Preclinical Research
Sanguinarine, an
alkaloid isolated from the root of Sanguinaria canadensis and other plants of the Papaveraceae family, selectively induces apoptotic cell death in a variety of human
cancer cells, but its mechanism of action requires further elaboration. The present study investigated the pro-apoptotic effects of
sanguinarine in human
oral squamous cell carcinoma KB cells.
Sanguinarine treatment increased DR5/TRAILR2 (
death receptor 5/
TRAIL receptor 2) expression and enhanced the activation of
caspase-8 and cleavage of its substrate, Bid.
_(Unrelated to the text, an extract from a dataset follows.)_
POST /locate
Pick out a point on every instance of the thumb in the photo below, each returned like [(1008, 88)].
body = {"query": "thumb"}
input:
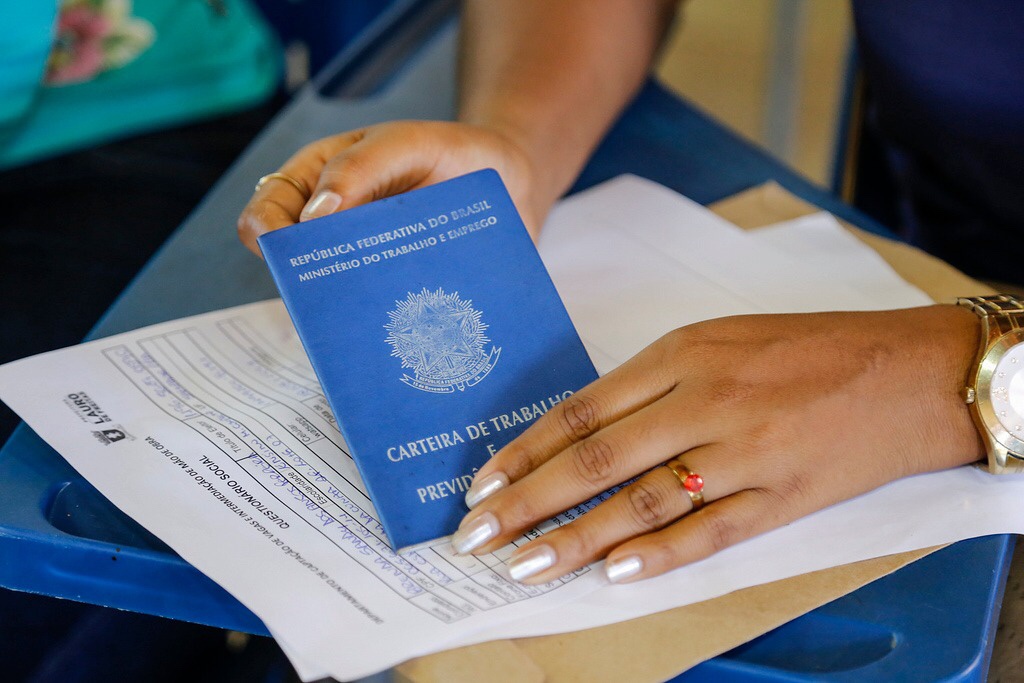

Sanguinarine also induced the mitochondrial translocation of pro-apoptotic Bax,
mitochondrial dysfunction,
cytochrome c release to the cytosol, and activation of
caspase-9 and -3. However, a pan-
caspase inhibitor,
z-VAD-fmk, reversed the growth inhibition and apoptosis induced by
sanguinarine.
Sanguinarine also suppressed the phosphorylation of
phosphoinositide 3-kinase (PI3K) and Akt in KB cells, while co-treatment of cells with
sanguinarine and a PI3K inhibitor revealed synergistic apoptotic effects. However, pharmacological inhibition of
AMP-activated protein kinase and
mitogen-activated protein kinases did not reduce or enhance
sanguinarine-induced growth inhibition and apoptosis. Collectively, these findings indicate that the pro-apoptotic effects of
sanguinarine in KB cells may be regulated by a
caspase-dependent cascade via activation of both intrinsic and extrinsic signaling pathways and inactivation of PI3K/Akt signaling. Drug Dev Res 77 : 227-240, 2016. © 2016 Wiley Periodicals, Inc.